Más allá de la defensa del progreso, hoy en día, en no pocas ocasiones
es cuestionable que el avance científico-tecnológico sea directamente proporcional a la prosperidad y a los intereses de las personas. El manejo de datos personales por los gigantes de las redes sociales es un buen ejemplo de ello, pero no sería el único.
Y es que, si con la
revolución industrial la ciencia se convirtió en fuerza productiva directa, con la revolución digital y el neoliberalismo del hiperconsumo, la propia vida de
consumo digital, con su autoexposicición y los datos que genera, se transforma ella misma en fuerza productiva.
En suma:
estamos en plena transición, en la frontera frente al mundo de consumo digital y la inteligencia artificial. Y en ese tránsito, la izquierda afronta dos dilemas a los que tiene que dar respuesta: la globalización (y su consecuencia más reciente e indeseada: el
proteccionismo nacionalista); y la digitalización (y su consecuencia más negativa: el
hipertecnologismo disruptivo). Ambas están ligadas; son dos estados derivados de la transformación de la sociedad industrial y de servicios en una sociedad robotizada.
Desafortunadamente, como decíamos, no parece que haya todavía respuestas, o estas no son definitivas.
Las transformaciones que están teniendo lugar son tan complejas que no son fáciles de descifrar. Sí hay, sin embargo, algunas respuestas parciales que ayudan a iluminar la buena senda.
Un modo de hacer frente a esta situación es el que aporta Antón Costas en sus artículos: con programas de
inversiones y nuevas políticas agrarias e industriales que creen empleo en los lugares donde vive la gente, en vez de expulsarla hacia las grandes ciudades.
Se trata de combinar
un nuevo contrato social, laboral y territorial, que recupere la seguridad, con medidas de regeneración y liderazgo democrático que devuelvan la confianza en las instituciones, y una estrategia de transición ecológica y tecnológica justa que promueva esperanza en el futuro.
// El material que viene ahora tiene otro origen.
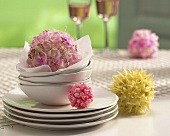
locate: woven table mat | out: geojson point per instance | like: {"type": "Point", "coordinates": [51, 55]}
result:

Las izquierdas de nuestro siglo se encuentran en esa encrucijada, entre la globalización y la desglobalización, esa suerte de toma de posición que, sin dejar de lado el progreso, genere
políticas favorables a los perdedores de uno y otro proceso, que restituyan la prosperidad a las comunidades más desfavorecidas y abandonadas a su suerte (con altas tasas de desempleo y unos niveles bajos de estudios), y demuestre cuánto valora la educación ꟷel sector estratégico por donde opera el ascensor social de mayor potenciaꟷ, la salud y el bienestar de las familias de rentas más bajas.